結果、黒ウサギさんの描いた箱庭の図はバームクーヘンに似ていることになった。

 

「ふふ、うまいこと例える。その例えなら今いる七桁の外門はバームクーヘンの一番皮の薄い部分にあたるな。更に説明するなら、東西南北の四つの区切りの東側にあたり、外門のすぐ外は“世界の果て”と向かい合う場所になる。あそこはコミュニティに属してはいないものの、強力なギフトを持ったもの達が住んでおるぞ―――その水樹の持ち主などな」

 

そう言って黒ウサギさんの持っている水樹の苗に視線を向ける。

 

話を聞いたところアレは十六夜君が世界の果てで蛇神を倒しゲットしたものらしい。

 

十六夜君ってやっぱりかなり凄いや。

 

「ところで、白夜叉。あんたの口振りからしてその蛇と知り合いみたいだが、どうなんだ?」

 

「知ってるもなにも、あれに神格を与えたのは私だぞ。もう何百年にもなる話だが」

 

「へぇ~、じゃあお前はあの蛇より強いわけだな」

 

十六夜君の目が獲物を見つけた狩人の目になっていやがる。

 

「当然だ。私は東側の“階層支配者”だぞ。この東側の四桁以下では並ぶものはいない、最強の主催者だ」

 

「つまり、貴女のゲームをクリアすれば私たちが東側最強ってことになるのかしら?」

 

「無論、そうなるのう」

 

「そりゃ、景気のいい話だ。探す手間が省けた」

 

十六夜君達は立ち上がり闘争心を剥き出しにして白夜叉さんを見る。

 

僕も立ち上がろうとすると、十六夜君が肩に手を置いて、優しく座らせた。

 

「お前は大人しくしてろ」

 

酷い……………

 

「抜け目が無い童たちだ。依頼しておきながら私にギフトゲームを挑むと?」

 

「え?ちょ、ちょっと御三人様!?」

 

慌てて十六夜君達を止めようとする黒ウサギさんを片手で白夜叉さんは制する。

 

「よいよ。

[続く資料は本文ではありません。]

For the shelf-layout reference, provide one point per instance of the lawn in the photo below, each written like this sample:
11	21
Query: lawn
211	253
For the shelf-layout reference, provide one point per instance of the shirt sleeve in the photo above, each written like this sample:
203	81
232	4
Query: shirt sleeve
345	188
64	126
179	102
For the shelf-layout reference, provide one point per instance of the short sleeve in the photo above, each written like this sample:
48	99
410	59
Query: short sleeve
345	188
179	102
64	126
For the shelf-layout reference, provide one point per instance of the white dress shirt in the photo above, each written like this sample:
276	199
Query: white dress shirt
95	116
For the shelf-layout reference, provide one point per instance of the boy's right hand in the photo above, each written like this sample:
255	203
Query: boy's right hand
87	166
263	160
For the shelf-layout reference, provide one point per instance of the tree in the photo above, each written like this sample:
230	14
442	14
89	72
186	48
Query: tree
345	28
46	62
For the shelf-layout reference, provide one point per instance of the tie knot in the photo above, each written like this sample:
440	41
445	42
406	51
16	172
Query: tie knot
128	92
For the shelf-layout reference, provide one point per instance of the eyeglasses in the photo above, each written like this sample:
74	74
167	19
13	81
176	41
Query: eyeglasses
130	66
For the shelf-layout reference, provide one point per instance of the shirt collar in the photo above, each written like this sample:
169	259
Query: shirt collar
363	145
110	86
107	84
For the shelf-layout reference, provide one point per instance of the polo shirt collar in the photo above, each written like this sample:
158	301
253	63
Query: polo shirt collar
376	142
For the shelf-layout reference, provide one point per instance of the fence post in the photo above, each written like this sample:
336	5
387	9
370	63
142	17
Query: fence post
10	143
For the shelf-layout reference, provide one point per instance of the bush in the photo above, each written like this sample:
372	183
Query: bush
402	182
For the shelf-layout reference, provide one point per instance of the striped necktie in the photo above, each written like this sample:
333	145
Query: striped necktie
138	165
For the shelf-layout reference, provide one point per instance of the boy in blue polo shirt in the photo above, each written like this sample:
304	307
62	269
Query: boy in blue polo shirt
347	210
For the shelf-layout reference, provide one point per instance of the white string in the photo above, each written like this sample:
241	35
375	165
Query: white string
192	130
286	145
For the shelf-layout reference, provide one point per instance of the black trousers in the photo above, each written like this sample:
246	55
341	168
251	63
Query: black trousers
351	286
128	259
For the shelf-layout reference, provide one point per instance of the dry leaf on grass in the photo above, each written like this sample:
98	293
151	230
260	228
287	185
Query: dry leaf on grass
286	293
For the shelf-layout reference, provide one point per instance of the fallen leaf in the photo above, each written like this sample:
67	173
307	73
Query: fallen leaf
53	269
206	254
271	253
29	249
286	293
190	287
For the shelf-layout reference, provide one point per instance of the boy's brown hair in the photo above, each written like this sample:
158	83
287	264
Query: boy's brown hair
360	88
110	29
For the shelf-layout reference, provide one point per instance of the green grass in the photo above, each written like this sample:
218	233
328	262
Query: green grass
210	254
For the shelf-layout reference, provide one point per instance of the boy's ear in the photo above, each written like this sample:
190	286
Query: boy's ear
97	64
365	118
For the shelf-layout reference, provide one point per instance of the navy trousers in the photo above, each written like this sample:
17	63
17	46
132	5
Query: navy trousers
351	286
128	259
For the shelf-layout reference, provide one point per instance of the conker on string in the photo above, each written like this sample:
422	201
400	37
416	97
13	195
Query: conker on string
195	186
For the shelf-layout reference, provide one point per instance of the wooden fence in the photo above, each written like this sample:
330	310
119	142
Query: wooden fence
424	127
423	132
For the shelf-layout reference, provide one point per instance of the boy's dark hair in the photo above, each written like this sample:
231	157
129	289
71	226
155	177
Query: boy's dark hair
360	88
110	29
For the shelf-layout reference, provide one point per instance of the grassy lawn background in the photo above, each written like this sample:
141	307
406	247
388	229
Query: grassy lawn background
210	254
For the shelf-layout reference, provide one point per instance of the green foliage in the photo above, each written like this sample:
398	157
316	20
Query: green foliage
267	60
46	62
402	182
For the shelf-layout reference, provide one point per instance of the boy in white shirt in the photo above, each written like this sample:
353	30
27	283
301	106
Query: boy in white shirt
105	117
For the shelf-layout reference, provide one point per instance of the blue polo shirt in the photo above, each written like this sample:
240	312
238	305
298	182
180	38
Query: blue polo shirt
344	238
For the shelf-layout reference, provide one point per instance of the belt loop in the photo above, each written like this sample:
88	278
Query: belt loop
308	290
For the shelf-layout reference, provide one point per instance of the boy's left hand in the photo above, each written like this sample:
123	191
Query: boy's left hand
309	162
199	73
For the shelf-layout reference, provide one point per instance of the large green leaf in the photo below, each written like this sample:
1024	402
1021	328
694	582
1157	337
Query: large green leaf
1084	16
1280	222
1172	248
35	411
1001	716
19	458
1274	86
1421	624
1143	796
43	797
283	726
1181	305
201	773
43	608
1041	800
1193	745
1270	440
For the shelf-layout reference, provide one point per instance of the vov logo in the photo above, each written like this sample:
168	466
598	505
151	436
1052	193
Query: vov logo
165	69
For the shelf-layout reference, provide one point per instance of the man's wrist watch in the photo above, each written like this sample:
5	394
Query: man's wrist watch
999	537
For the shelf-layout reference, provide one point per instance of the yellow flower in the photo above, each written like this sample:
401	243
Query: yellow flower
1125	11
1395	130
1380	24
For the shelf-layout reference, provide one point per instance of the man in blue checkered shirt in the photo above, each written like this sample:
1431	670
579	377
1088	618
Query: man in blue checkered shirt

私も遊び相手には常に飢えとる。しかし、ゲームの前に確認することがある」

 

白夜叉さんは懐から“サウザンドアイズ”の旗印の紋が入ったカードを取り出す。

 

そして、不敵な笑みを浮かべた。

 

「おんしらが、望むのは“挑戦”か?もしくは…………“決闘”か?」

 

その瞬間、白夜叉さんの部屋が崩壊したかと思うと、別の場所に立っていた。

 

白い雪原と凍る湖畔そして、水平に太陽が廻る世界。

 

「今一度名乗り直し問う。私は“白き夜の魔王”―――太陽と白夜の精霊白夜叉。おんしらが望むのは試練への“挑戦”か?それとも対等な“決闘”か?」

 

その言葉を聞き、白夜叉さんがただものじゃないのを悟った。